Вести примчались во Франкфурт-на-Майне, едва опередив крестьян, бежавших от наступления католиков, словно птицы от грозы. Оксеншерна снова провел бессонную ночь, борясь с тревогой. Фекьер беспокоился меньше; для него поражение шведов, хотя и слишком резкое, на его вкус, имело свои выгоды. Депутаты Хайльброннской лиги сбежались к нему просить защиты, два саксонских округа, напуганные возможностью нового наступления римской католической церкви на север, примкнули к альянсу и отдались на милость Ришелье.
С позиции религиозного конфликта победа при Нёрдлингене была для католиков столь же оглушительной, сколь сокрушительным было поражение при Брейтенфельде; в династическом плане она подняла престиж Габсбургов на недосягаемую высоту; с военной точки зрения она нанесла смертельный удар по репутации шведской армии и увенчала славой испанцев; в политическом же отношении она позволила Ришелье взять в свои руки руководство защитой протестантов и подняла занавес над последним актом германской трагедии, в которой Бурбоны и Габсбурги наконец вступили в открытую борьбу до неизбежного конца.
Нёрдлинген, который во многом был куда драматичнее и фатальнее Брейтенфельда, тем не менее не отметил собою какого-либо периода европейской истории. Ликования с одной стороны, плач с другой, звучавшие в то время не менее громко, чем после битвы при Брейтенфельде, постепенно затихли. В династическом противоборстве Бурбоны, проводившие более разумную политику и более устойчивые к потрясениям, не могли не победить Габсбургов. Битва за Нёрдлинген, последовавшее за ней наступление, омоложение династии под властью двух принцев было не чем иным, как внезапной вспышкой потухающей свечи. Принцы, которые на следующий после битвы день проехали вдоль выстроившихся солдат под крики «Да здравствует Испания», пошли каждый своим путем: один к долгим годам тревог и поражений, другой, быть может к счастью для него, чтобы умереть в Брюсселе еще до того, как окончательно угаснут порожденные им надежды.

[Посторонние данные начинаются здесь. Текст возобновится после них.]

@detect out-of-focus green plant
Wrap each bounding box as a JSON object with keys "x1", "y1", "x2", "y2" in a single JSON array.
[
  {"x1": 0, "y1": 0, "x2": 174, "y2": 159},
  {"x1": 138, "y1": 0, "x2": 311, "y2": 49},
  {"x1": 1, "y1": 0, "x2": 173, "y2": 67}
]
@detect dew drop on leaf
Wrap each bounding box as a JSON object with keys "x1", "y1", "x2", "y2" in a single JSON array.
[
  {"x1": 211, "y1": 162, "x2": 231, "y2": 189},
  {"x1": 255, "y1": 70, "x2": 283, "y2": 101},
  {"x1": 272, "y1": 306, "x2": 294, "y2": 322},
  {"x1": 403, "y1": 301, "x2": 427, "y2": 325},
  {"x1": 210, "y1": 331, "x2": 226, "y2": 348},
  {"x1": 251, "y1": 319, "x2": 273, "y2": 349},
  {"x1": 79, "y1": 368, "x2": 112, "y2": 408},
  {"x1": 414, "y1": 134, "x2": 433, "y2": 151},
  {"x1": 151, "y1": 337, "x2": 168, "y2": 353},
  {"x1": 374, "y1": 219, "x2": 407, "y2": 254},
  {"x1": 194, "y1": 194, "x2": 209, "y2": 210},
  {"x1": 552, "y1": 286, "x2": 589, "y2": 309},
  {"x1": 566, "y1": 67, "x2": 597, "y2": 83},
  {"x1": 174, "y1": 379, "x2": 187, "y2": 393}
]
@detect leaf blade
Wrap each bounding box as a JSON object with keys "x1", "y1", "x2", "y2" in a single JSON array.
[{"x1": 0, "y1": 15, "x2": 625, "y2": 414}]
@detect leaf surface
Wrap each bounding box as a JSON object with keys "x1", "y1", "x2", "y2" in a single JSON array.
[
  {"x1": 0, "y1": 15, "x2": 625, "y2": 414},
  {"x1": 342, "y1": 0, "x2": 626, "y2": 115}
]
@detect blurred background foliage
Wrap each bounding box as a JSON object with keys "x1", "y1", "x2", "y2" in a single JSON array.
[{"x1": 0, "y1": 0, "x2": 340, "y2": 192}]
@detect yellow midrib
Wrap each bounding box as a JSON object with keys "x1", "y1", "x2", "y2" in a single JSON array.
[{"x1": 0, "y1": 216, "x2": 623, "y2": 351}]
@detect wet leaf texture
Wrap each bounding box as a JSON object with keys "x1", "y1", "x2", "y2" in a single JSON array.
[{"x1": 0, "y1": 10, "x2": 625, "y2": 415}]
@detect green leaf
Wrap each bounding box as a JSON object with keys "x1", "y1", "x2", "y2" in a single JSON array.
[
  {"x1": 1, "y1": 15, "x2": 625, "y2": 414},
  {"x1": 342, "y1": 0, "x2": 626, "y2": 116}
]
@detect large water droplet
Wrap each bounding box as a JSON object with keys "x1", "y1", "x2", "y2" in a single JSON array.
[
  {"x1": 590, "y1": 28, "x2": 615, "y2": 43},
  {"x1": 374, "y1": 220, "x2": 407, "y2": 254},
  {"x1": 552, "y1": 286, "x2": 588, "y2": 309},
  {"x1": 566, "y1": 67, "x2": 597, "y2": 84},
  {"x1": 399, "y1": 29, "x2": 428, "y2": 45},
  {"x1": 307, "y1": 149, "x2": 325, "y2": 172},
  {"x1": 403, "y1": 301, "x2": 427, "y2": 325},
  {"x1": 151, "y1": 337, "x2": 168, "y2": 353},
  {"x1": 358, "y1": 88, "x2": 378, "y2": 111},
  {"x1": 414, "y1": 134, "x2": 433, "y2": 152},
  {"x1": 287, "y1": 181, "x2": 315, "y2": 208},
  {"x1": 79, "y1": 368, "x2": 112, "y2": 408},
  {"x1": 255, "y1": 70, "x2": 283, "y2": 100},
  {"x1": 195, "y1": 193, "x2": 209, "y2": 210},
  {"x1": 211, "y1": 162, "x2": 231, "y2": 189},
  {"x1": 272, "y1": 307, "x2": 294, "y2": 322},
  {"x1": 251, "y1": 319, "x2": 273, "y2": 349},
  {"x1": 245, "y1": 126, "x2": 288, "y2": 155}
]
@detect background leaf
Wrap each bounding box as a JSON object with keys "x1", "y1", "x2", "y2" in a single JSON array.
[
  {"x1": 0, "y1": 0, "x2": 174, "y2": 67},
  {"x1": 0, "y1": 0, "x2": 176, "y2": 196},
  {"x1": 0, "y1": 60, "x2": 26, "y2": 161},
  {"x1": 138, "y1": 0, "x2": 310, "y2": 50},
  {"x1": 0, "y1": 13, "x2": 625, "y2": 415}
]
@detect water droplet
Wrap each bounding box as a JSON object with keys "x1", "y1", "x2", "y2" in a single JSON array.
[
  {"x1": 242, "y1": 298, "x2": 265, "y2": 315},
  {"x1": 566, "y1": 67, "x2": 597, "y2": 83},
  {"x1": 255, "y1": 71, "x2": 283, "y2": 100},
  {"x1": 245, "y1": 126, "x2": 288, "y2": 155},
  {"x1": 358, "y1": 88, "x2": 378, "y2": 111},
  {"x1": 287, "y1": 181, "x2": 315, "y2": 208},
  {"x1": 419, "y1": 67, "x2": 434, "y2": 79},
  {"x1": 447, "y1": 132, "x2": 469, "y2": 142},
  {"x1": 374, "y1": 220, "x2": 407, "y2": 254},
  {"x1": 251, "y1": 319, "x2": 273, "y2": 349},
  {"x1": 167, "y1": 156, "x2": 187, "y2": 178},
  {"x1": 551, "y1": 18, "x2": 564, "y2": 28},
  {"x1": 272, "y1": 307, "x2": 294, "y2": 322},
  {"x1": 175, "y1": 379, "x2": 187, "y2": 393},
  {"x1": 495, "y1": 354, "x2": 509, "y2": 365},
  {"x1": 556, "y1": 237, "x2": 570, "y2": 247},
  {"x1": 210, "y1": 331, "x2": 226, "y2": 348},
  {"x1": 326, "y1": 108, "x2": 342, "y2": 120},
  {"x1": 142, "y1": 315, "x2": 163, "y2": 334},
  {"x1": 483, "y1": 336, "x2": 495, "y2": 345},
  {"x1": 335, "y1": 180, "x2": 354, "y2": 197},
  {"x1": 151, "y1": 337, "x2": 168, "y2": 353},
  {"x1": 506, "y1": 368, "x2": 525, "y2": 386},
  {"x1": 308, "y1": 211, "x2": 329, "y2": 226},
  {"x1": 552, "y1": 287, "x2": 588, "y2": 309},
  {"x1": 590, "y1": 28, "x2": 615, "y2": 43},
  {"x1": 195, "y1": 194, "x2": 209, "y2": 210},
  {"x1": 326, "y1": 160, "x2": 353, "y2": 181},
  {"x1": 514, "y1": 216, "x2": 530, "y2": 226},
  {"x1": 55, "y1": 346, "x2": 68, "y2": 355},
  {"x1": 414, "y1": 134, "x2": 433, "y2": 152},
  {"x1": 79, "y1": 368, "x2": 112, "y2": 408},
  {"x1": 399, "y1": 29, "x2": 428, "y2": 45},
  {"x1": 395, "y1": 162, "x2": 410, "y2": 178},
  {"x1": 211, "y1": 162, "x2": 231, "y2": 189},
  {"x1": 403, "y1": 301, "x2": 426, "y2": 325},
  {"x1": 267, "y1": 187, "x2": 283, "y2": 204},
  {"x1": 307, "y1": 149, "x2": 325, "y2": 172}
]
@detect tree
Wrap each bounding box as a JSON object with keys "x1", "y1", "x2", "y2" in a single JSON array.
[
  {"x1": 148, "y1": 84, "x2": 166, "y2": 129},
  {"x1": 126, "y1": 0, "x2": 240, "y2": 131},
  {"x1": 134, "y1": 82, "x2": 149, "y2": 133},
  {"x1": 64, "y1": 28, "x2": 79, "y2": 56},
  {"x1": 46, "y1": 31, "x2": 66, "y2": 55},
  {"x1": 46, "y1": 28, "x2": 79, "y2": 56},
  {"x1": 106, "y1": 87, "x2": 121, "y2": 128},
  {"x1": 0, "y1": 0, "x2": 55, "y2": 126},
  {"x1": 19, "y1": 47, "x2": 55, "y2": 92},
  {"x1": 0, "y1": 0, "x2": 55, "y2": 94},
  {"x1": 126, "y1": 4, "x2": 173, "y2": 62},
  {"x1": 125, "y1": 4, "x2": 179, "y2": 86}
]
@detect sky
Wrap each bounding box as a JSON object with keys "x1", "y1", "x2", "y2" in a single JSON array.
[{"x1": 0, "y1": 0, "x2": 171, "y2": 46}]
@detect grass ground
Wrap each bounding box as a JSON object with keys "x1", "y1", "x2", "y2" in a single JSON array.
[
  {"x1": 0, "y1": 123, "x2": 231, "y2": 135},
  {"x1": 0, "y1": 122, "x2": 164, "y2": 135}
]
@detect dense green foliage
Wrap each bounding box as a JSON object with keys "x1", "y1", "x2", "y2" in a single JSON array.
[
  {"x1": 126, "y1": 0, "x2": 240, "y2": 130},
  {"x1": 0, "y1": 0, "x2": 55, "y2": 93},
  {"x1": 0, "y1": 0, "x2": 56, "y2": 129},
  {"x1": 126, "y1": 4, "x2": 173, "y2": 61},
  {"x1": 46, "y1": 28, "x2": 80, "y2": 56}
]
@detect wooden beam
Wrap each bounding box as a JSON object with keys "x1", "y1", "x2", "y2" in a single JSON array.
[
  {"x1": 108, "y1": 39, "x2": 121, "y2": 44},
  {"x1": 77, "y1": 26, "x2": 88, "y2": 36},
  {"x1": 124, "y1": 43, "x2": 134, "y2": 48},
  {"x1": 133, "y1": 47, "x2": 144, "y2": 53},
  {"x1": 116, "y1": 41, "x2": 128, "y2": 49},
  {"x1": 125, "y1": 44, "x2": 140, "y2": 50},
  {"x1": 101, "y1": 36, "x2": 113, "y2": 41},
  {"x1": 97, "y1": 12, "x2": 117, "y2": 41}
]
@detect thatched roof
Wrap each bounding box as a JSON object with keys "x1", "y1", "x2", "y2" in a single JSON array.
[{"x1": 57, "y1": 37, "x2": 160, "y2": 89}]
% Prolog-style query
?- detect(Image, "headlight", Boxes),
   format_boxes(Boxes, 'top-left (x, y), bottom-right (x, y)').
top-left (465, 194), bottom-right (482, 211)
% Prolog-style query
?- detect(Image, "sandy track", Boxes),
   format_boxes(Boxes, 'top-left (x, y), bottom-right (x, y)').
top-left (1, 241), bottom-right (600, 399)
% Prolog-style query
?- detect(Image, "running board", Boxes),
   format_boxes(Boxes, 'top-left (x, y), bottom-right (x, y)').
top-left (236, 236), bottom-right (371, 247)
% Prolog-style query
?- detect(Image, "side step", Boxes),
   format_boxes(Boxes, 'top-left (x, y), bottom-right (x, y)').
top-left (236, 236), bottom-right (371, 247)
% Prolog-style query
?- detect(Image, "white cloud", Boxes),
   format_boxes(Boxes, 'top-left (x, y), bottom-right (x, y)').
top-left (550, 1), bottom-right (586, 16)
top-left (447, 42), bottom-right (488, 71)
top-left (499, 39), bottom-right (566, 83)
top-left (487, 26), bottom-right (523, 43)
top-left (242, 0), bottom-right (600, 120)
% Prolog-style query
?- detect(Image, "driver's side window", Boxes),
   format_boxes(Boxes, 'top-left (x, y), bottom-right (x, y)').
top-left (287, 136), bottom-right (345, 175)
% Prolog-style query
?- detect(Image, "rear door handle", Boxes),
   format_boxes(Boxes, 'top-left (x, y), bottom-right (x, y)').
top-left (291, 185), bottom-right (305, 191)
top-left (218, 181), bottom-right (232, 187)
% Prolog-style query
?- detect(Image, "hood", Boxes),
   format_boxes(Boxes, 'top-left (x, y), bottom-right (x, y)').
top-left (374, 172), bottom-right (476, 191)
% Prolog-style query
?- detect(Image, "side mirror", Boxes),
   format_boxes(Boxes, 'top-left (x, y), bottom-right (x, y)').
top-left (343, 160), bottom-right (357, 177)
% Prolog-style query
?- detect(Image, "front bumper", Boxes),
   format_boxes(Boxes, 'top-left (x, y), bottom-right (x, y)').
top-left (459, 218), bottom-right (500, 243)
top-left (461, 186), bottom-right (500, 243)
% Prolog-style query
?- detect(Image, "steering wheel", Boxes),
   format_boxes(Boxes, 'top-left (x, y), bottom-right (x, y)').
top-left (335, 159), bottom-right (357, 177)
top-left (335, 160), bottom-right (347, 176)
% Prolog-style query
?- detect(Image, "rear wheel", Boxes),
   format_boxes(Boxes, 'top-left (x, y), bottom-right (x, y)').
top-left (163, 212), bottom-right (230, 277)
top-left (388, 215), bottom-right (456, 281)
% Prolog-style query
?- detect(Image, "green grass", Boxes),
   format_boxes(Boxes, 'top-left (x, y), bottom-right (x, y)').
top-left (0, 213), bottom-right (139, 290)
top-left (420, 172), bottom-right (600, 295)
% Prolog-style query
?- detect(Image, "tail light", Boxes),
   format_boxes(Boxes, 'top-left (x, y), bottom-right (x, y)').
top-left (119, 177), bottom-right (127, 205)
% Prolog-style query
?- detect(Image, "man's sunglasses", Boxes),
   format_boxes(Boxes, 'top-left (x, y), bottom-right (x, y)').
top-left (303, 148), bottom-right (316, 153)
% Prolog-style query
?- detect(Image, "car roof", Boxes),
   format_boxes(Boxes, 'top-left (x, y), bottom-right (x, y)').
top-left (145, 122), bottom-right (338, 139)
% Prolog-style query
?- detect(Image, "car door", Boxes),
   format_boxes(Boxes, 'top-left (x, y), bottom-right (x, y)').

Тотчас же после победы венгерский король предложил кузену остаться в Германии на осень и докончить начатое дело, но кардинал-инфант не без оснований хотел как можно скорее добраться до Брюсселя. В конце концов, Нидерланды и были его настоящей целью. Уговоры Фердинанда II его не убедили, и почти сразу же после битвы испанские и имперские войска снова разделились, кардинал-инфант отправился на Рейн с небольшим числом германских вспомогательных сил под командованием Пикколомини, а король Венгрии двинулся на запад через Франконию и Вюртемберг.
Победа вернула имперским войскам боевой дух, и, продвигаясь по Вюртембергу, они все сметали на своем пути. Иоганн фон Верт, командир баварской кавалерии, дослужившийся до офицеров из рядовых, и Изолани, начальник хорватского контингента, подавили последние слабые очаги протестантского сопротивления. Геппинген пал 15 сентября, Хайльбронн – 16-го, Вайблинген – 18-го; 20 сентября король Венгрии вошел в Штутгарт и установил власть императора над всем Вюртембергом. Между тем Пикколомини и испанцы добрались до Рейна; 18 сентября они взяли Ротенбург, 19-го переправились через Майн, 30-го овладели Ашаффенбургом, 15 октября – Швайнфуртом, и Хайльброннская лига поспешно перебралась из Франкфурта-на-Майне в Майнц, полагая, что там безопаснее. Оксеншерна остался, чтобы принять отступавшие войска, числом всего 12 тысяч человек, павших духом, мятежных, не получавших содержания. Он понимал, что спасти положение можно только одним способом: назначить Бернгарда единственным главнокомандующим и просить денег у Ришелье.
Лавина бедствий набирала силу, на глазах у теряющего надежду Оксеншерны одна за другой отсекались ветви Хайльброннской лиги. Нюрнберг был взят 23 сентября, 5 октября – Кенцинген, 21-го – Вюрцбург. В Южной Германии держались только Аугсбург и крепость Хоэнтвиль (ныне руины у города Зинген западнее Боденского озера); на Майне – Ханау; в южных прирейнских землях – Страсбург и Гейдельберг (Хайдельберг). Хайльброннская лига полностью потеряла два из четырех округов и все главные города в Центральной и Южной Германии, кроме Аугсбурга. Уже невозможно было собрать денег за счет налогов с и без того уже обескровленной Швеции, где громко требовали немедленного мира, а ресурсы немецких союзников она неуклонно теряла. От Банера из Силезии пришли удручающие известия о том, что курфюрсты Саксонии и Бранденбурга готовы отречься от шведов, что голодным и оборванным войскам в Северной Германии неоткуда взять денег, что в Силезии им отказали в постое и теперь им придется идти на зимние квартиры аж до самого Магдебурга и Хальберштадта.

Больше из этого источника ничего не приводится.